Ms. Taymor's stage imagery often undercuts the musical impact of a scene,
for example when two armed men guarding the entrance to Sarastro's Temple of
Wisdom sing a stern duet, evocative of grim and sturdy Baroque counterpoint.
Here the men were dwarfed by huge puppet versions of themselves, towering
figures with flaming faces and ominous moving arms. The singers (Garrett
Sorenson and Morris Robinson) were rendered so irrelevant that they might as
well have been performing from the orchestra pit.
The production boasts a natural charmer in the strapping young Russian
baritone Rodion Pogossov as Papageno. With his goofy grin, robust voice and
physical nimbleness, Mr. Pogossov was utterly endearing. So why couldn't Ms.

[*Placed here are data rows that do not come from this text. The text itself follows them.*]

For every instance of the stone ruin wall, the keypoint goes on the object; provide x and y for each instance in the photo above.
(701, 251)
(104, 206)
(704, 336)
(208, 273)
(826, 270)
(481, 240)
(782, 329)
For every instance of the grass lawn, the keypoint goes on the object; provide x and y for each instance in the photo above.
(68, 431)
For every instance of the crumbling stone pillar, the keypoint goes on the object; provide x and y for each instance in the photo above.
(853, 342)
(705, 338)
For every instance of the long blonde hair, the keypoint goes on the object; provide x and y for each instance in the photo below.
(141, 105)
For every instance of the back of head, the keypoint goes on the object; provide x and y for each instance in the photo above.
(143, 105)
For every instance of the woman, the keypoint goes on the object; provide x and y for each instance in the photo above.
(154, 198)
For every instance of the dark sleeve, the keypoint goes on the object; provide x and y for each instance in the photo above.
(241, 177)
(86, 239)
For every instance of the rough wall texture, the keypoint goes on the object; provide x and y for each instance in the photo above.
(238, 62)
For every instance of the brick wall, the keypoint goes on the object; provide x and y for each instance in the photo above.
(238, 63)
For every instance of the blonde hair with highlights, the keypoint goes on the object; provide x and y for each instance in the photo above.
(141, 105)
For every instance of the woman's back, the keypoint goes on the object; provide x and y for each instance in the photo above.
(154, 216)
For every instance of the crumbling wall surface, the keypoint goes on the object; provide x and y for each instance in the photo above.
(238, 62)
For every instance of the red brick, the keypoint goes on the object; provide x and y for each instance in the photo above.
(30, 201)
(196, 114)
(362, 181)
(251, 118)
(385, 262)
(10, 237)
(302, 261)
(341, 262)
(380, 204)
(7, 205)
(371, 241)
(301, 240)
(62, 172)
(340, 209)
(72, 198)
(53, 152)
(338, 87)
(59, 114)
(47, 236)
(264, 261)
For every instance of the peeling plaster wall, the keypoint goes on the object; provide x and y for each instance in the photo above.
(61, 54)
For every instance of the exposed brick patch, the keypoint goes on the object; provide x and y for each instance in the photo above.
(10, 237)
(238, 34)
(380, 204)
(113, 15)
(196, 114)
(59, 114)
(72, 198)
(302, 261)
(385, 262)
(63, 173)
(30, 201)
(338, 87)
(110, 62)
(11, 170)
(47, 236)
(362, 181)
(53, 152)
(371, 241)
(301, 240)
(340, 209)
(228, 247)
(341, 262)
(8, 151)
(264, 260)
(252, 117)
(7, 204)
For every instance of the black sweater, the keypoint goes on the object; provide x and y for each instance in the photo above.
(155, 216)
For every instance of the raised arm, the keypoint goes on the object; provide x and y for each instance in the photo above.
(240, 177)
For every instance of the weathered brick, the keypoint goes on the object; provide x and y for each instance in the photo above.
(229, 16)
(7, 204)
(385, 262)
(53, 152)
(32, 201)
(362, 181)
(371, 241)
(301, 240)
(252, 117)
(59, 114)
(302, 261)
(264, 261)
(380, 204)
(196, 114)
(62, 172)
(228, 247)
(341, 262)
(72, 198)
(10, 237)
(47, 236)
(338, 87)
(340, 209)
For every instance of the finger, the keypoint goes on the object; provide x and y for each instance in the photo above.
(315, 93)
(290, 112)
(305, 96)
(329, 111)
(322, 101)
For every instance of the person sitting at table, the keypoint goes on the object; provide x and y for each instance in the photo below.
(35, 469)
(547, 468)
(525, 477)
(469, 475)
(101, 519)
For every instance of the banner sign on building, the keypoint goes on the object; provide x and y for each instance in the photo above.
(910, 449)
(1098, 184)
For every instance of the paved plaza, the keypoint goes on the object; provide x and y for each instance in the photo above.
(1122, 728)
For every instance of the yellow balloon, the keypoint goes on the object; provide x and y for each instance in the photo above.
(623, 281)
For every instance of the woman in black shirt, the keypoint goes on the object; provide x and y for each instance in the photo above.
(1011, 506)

Taymor just trust him to sing "Ein Mädchen Oder Weibchen," Papageno's
wistfully upbeat song? During this scene Papageno, who is clearly meant to
be alone on stage, plays his magic bells and fantasizes about finding
himself a girlfriend or wife. But as Mr. Pogossov sang, he was encircled by
a flock of huge, prancing dancers on stilts dressed as exotic, long-beaked
bird-women, who pecked, tickled and teased him. Instead of pondering
Papageno's romantic dilemma, you were invited to marvel at the creatures Ms.
Taymor has invented.
The moments when music came first, when the singers walked close to the edge
of the stage and simply sang, were few, and even some of these were ruined
by the necessities of Ms. Taymor's staging.
This is all the more frustrating because the musical performance was mostly
excellent and might have been extraordinary.
My feelings notwithstanding, the Met probably has a huge hit on its hands.
There were rapturous ah's from the audience with every new stage effect, as
when the boys singing the three spirits (Aiden Bowman, Jason Goldberg and
Lev Pakman), who looked like albino child-gurus with fluffy white hair and
Methuselah beards, flew over the stage on a gliding platform suspended from
the wings of a giant dove. At least parents who are tired of taking their
children again and again to "The Lion King" have a new Julie Taymor
entertainment in town. And Mozart's score beats Elton John's with a stick.